Something has happened,
he thought.
He looked inside and drew out two pieces of paper torn from an old exercise book. Was his cousin plunged into dire poverty or something? Or was she just not bothering? He unfolded the letter slowly, half afraid of what he would read.
Kingsholt Monks Lane, Devon
Dear Sam,
Sorry I haven’t replied for ages and sorry I missed your thirteenth birthday. I hope we’re still speaking! Wait for the long whinge! I simply don’t like being here. Can’t put my finger on it but that’s how it is. Funny feelings.

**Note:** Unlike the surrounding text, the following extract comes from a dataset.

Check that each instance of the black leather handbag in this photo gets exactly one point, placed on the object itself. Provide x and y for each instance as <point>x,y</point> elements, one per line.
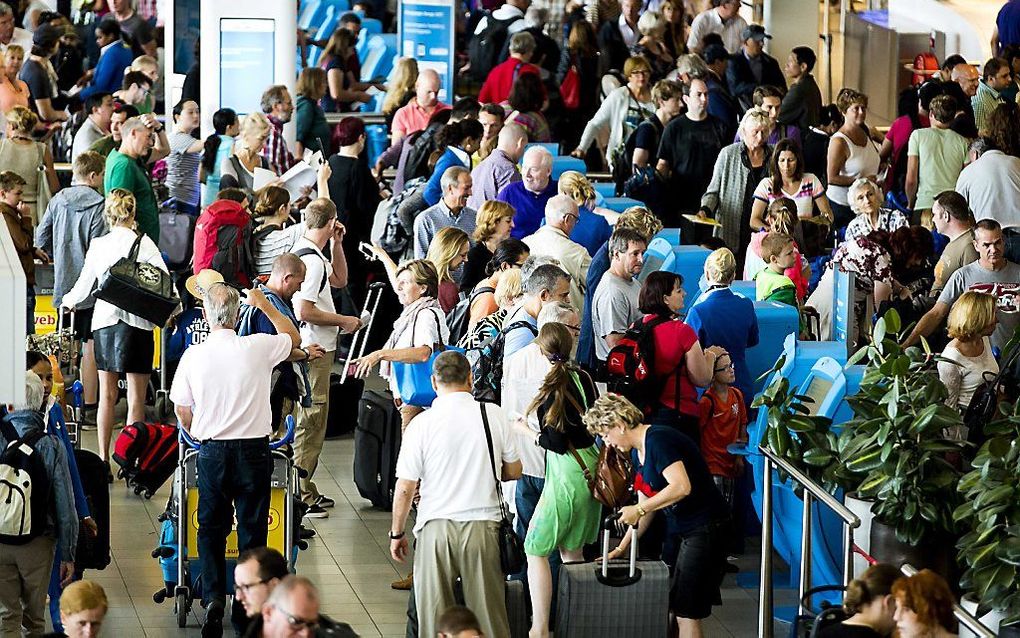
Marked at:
<point>512,558</point>
<point>141,289</point>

Sam pulled a face. What did she mean,
funny feelings?
He went back to the letter.
First there’s my new school. The kids hate me because I haven’t got a Devon accent and because I’ve inherited a mansion, even if it’s crumbling. There’s one girl who’s a right bully and the others copy – you know how it is.
At home things aren’t much better. As you know it’s nearly two years since Uncle George was found dead in the woods and Dad and Mum are still trying to work it out. Mum’s vague as usual and spends half her time doing up our old house for letting, while a nice lady called Leela helps out here. She has a son called Tyler, about twelve, like me, but he’s really big and strong. He has a dog and a
cow, of all things and I think he’s a bit strange. Dad’s never around – we’re just that much too far out for him to get to work easily, so he often stays away in the company flat. That leaves Aidan to look after everything. He first met Uncle George on a retreat at Lindisfarne or something. Uncle George asked him to help turn Kingsholt into a sort of Christian Centre for no-go kids. Some chance!
(Three days later)
Sorry about the gap. I’ve been in what you might call nowhere land. Can’t explain it really. Anyway, back to my letter. Where was I? That’s right! Aidan. I think he’s a bit of a dark horse and for some reason he’s crazy about King Alfred. You know, the one who burned the cakes. He spends hours and hours in the library and when he comes out he looks really remote, as if he’s living in another world. He’s talking about building a chapel in the wood or something but he must be crazy – there’s no money about at all.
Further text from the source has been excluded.